Linh Thai, on the other hand, took the reverse position from his personal revelations during a recent forum and shared his prestigious military record.
Mark Solomon said his position came down to “customer service.”
Steve Strand came out with a different strategy altogether, seeming to allude to fears in the city of an evaporating police force.
Seeming to attempt to distinguish himself from other candidates on public safety, his undertones were vaguely reminiscent, perhaps, of a decade earlier when Seattle had recently gone under a federal consent decree and officers were accused by the federal monitor of practicing “depolicing,” holding back on doing their jobs when reforms introduced controls over their use of force.
At the time, the federal monitor said the Seattle Police Officers Guild was holding the city “hostage” for more benefits. While there is no direct correlation, Strand seemed to be contending his appointment to the council would prevent any further deterioration in public safety.
“We are still losing more police officers than we are adding,” he said, arguing that his selection would turn that danger to the city and its residents around.
In the end, Woo did respond obliquely to the disastrous email and its media amplification.
“I am thrilled to cooperate with unions,” she said. “I always have and will continue to represent everyone.”
However, she mostly returned to her main themes of “amplifying voices of the underserved.”
And, broaching a theme she rarely talked about, she specifically referred to directly saving the lives of those experiencing homelessness.
“I’ve knelt on the street administering CPR and Narcan,” she said.
Still, at the end, as she sank back into her chair, she could not, it seemed, wipe a look of defeat—or hurt—from her face.
Strengths and weaknesses
Serving on the city council is not rocket science, political veterans say. Council members previously were allowed to hire two staff members, if they were wise, who could shore up any area in which they were weak. Today, a council member can hire four staff members.

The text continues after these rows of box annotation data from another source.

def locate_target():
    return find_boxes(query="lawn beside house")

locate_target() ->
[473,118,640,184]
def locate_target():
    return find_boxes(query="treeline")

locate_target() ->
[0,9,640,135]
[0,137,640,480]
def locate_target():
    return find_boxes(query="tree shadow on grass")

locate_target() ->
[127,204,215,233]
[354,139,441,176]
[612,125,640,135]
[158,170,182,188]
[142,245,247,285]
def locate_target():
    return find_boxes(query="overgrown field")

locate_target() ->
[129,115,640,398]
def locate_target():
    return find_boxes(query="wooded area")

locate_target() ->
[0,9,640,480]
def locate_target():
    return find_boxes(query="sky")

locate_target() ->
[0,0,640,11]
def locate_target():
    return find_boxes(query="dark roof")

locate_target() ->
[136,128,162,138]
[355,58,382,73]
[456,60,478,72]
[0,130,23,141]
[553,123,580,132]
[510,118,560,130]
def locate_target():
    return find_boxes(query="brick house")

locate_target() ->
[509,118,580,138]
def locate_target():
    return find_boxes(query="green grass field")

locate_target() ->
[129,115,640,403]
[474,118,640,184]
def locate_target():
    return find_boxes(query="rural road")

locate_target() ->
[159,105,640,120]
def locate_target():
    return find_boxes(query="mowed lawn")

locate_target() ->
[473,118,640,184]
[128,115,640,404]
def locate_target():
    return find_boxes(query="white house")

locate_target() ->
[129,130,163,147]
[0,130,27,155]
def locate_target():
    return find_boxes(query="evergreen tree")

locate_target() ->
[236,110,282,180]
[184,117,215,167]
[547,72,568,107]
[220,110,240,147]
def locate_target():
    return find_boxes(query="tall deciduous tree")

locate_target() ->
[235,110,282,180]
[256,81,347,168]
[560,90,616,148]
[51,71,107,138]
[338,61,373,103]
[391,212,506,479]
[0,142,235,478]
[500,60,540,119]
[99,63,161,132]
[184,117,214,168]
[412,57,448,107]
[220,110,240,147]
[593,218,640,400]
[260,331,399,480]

Public comment seemed to call attention to both areas of potential weakness and strengths.
Supporters of each candidate seemed to center around certain themes, almost as if remarks had been scripted—or their candidate branded.

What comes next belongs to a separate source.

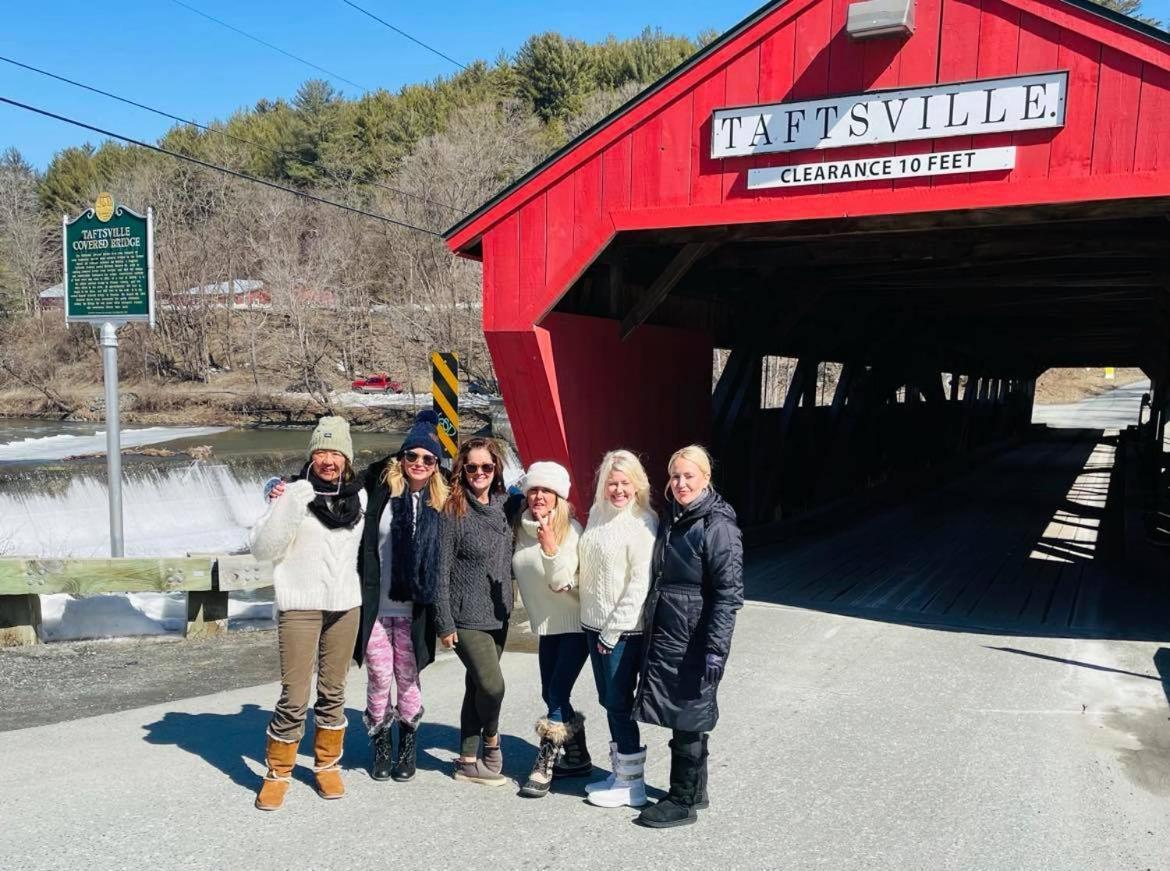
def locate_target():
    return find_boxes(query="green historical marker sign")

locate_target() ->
[63,193,154,327]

Thus, Woo was described time and again as someone with heart, who showed up, who got things done.
Song was described as someone—indeed, as a former investment banker—who had the budget skills to help the council with its deficit. In addition, she was “not pressured by big business,” said one supporter.
Sugiyama as someone with intimate knowledge of the city and the community.
Strand as a trustworthy leader who had served in both the military and police who could convey exactly what the police were thinking.
Solomon as someone who gets things done—a “workhorse.”
Nariya as a responsible small business owner who personally cared about those suffering from trauma.
And Thai as someone who was “dedicated and hardworking” and would protect “working renters.”